METHODS:PURPOSE:Low skeletal muscle mass has been associated with poor prognosis in patients with advanced lung cancer. However, little is known about the relationship between skeletal muscle mass and overall survival in patients with bone metastases from lung cancer. The objective of the present study was to evaluate the prognostic value of low trunk muscle mass in predicting overall survival in these patients. METHODS:The data from 198 patients who were diagnosed with bone metastases from lung cancer from April 2009 to May 2017 were retrospectively reviewed. The areas of the psoas and paravertebral muscles were measured at the level of the third lumbar vertebra on computed tomography scans taken at the time nearest to the diagnosis of bone metastasis.
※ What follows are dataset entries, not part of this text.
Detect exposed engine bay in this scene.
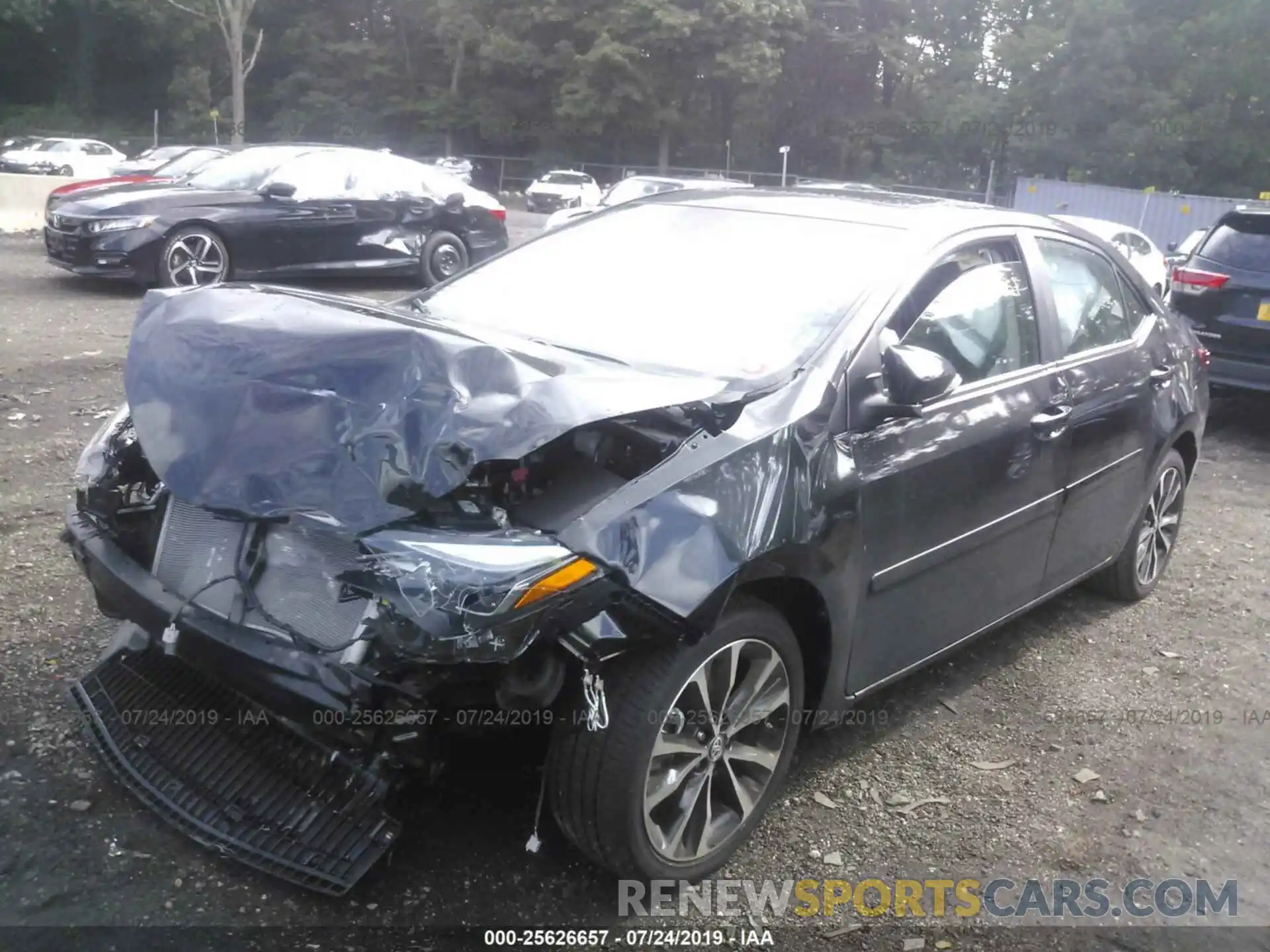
[64,287,802,894]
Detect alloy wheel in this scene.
[644,639,794,863]
[432,245,464,278]
[1134,466,1183,586]
[167,231,225,287]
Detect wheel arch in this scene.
[733,575,833,708]
[157,218,233,280]
[1171,430,1199,483]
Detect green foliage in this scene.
[7,0,1270,196]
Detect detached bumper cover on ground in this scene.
[71,651,400,895]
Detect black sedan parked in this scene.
[66,189,1208,894]
[44,146,507,287]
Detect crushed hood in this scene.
[124,286,726,533]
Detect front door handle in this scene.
[1031,404,1072,439]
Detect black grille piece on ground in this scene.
[71,651,402,896]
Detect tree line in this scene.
[0,0,1270,197]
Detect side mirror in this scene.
[881,344,961,409]
[261,182,296,198]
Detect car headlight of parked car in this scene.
[87,214,156,235]
[75,403,132,490]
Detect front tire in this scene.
[419,231,470,288]
[1089,450,1186,602]
[548,596,804,881]
[159,225,230,288]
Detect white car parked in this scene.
[542,175,753,231]
[1053,214,1168,294]
[525,169,599,212]
[4,138,128,179]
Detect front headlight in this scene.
[87,214,156,235]
[75,401,132,490]
[362,530,599,626]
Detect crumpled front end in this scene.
[65,290,736,892]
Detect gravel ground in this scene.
[0,218,1270,949]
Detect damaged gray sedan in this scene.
[65,189,1208,894]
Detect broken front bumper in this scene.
[66,502,371,723]
[66,506,400,895]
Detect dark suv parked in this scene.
[1169,210,1270,391]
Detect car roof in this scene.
[630,186,1102,244]
[1052,214,1142,236]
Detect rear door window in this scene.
[1129,231,1151,255]
[1198,214,1270,272]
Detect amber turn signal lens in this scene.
[516,559,595,608]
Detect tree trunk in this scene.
[446,40,468,155]
[226,20,246,146]
[72,0,98,116]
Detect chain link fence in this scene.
[0,127,1011,207]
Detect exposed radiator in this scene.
[155,499,367,647]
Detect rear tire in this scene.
[419,231,470,288]
[548,596,804,881]
[1089,450,1186,602]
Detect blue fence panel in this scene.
[1015,178,1270,249]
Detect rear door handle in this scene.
[1031,405,1072,439]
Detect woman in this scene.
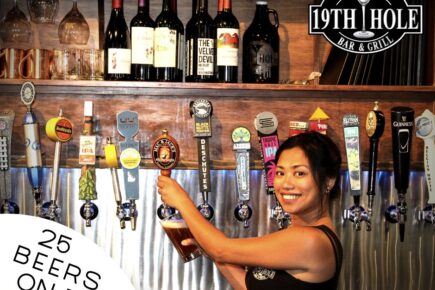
[157,132,342,290]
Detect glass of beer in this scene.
[160,216,202,263]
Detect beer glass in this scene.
[160,215,202,263]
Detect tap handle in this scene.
[415,109,435,204]
[391,107,414,194]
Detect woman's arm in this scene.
[215,263,246,290]
[157,176,334,271]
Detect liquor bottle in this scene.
[242,1,279,83]
[214,0,240,83]
[104,0,131,80]
[130,0,155,81]
[154,0,184,82]
[186,0,216,82]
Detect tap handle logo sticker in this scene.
[231,127,251,201]
[151,130,180,177]
[415,109,435,204]
[254,112,279,194]
[343,114,361,196]
[116,111,141,200]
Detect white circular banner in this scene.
[0,214,134,290]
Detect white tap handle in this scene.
[415,109,435,204]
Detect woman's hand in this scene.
[157,175,191,210]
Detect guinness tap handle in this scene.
[391,107,414,194]
[385,107,414,242]
[415,109,435,230]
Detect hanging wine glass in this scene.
[0,0,32,43]
[27,0,59,23]
[58,0,89,44]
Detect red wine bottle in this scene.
[242,1,279,83]
[154,0,184,82]
[104,0,131,80]
[214,0,240,83]
[130,0,155,81]
[186,0,216,82]
[184,0,198,82]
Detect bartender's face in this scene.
[274,147,320,215]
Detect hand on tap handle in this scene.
[385,107,414,242]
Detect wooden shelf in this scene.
[0,80,435,170]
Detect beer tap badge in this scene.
[190,99,213,137]
[309,0,423,54]
[153,138,179,169]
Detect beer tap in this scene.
[343,114,371,231]
[151,129,180,220]
[231,127,252,228]
[79,101,98,227]
[415,109,435,230]
[0,111,20,214]
[254,112,291,229]
[116,111,141,231]
[104,137,125,229]
[366,102,385,218]
[385,107,414,242]
[190,99,214,220]
[20,82,42,216]
[42,110,73,221]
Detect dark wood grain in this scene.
[0,80,435,168]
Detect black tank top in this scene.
[245,225,343,290]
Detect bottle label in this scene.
[177,33,184,71]
[217,28,239,66]
[197,38,214,76]
[250,40,278,79]
[107,48,131,74]
[154,27,178,68]
[131,26,154,65]
[185,38,194,77]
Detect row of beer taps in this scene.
[0,82,435,241]
[343,102,435,241]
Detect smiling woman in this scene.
[157,132,343,290]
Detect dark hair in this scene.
[275,131,341,206]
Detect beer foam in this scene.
[161,220,187,229]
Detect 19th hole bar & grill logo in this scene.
[309,0,423,54]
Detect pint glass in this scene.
[160,216,202,263]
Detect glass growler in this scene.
[242,1,279,83]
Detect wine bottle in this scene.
[214,0,240,83]
[104,0,131,80]
[154,0,184,82]
[242,1,279,83]
[184,0,198,81]
[186,0,216,82]
[130,0,155,81]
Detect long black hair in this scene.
[275,131,341,206]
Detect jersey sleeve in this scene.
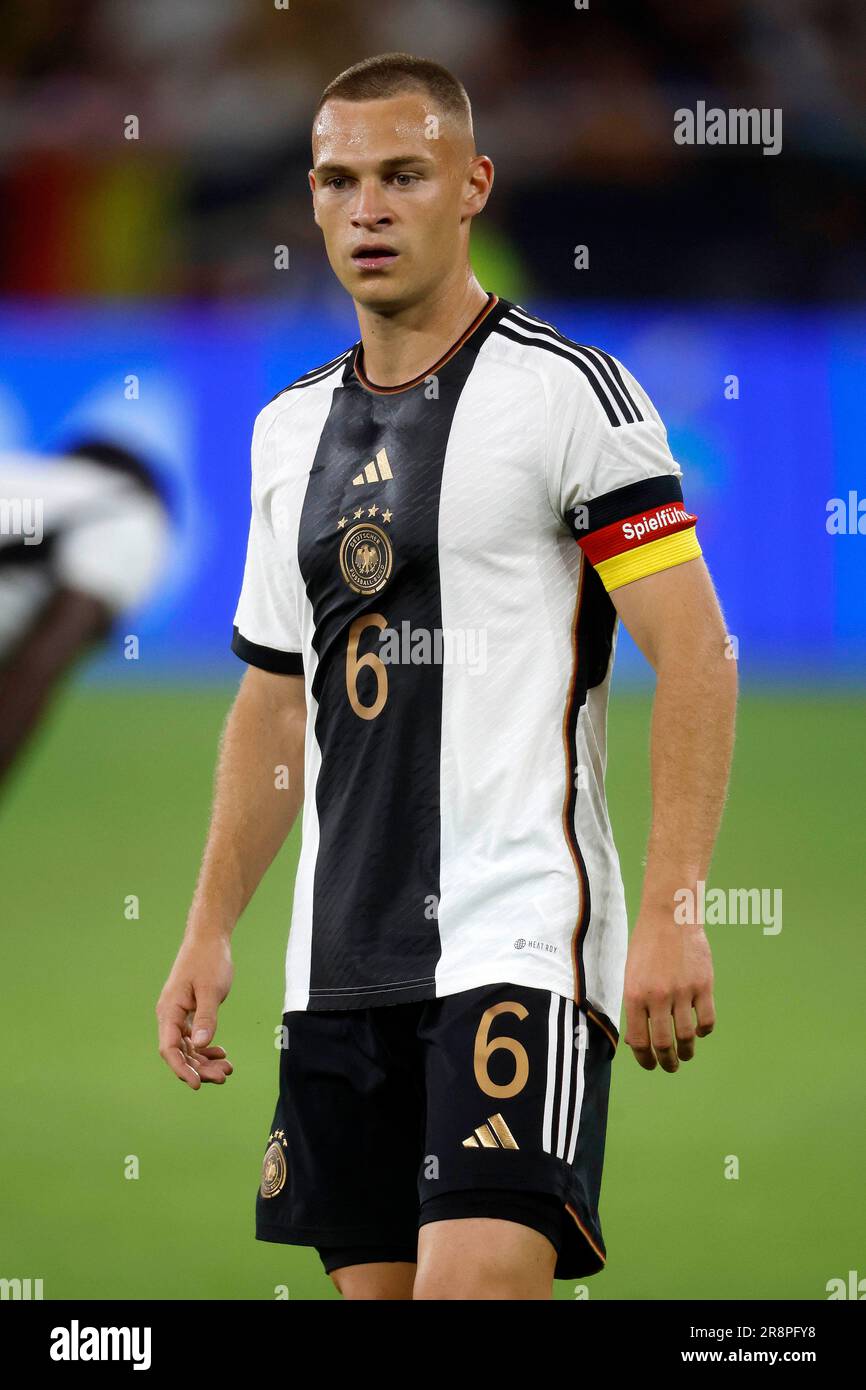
[549,348,701,592]
[231,405,303,676]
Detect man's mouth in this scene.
[352,242,399,270]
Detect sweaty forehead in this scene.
[313,92,459,161]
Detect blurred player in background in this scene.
[0,438,171,800]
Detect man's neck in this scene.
[356,267,488,386]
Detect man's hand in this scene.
[156,935,234,1091]
[624,910,716,1072]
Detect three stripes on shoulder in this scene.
[493,304,644,427]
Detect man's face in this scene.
[310,92,484,311]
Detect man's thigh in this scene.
[418,984,614,1297]
[256,1005,424,1273]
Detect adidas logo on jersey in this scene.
[463,1115,520,1148]
[352,449,393,488]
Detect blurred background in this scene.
[0,0,866,1298]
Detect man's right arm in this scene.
[157,666,307,1091]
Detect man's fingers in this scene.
[626,999,656,1072]
[157,999,202,1091]
[182,1036,235,1086]
[649,1002,680,1072]
[695,988,716,1038]
[674,997,695,1062]
[192,994,221,1048]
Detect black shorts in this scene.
[256,984,614,1279]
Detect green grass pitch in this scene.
[0,684,866,1300]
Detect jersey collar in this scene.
[350,291,510,396]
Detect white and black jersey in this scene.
[232,295,701,1029]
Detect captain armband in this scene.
[567,474,701,592]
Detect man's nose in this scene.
[352,183,391,227]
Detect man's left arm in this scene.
[610,556,737,1072]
Muscle area was evaluated for male and female cohorts separately using different cutoff points. Cox proportional hazards analysis was performed to evaluate the factors independently associated with overall survival. RESULTS:The overall survival of patients in the lowest quartile for psoas muscle area or paravertebral muscle area was significantly shorter than that of patients above the 25th percentile for muscle area (p < 0.001). Multivariate analyses showed that paravertebral muscle mass (hazard ratio, 1.73; 95% confidence interval, 1.17-2.56; p = 0.006), epidermal growth factor receptor-targeted therapy, and performance status were independent prognostic factors. CONCLUSIONS:Low paravertebral muscle mass was associated with shorter survival, independently of known prognostic factors.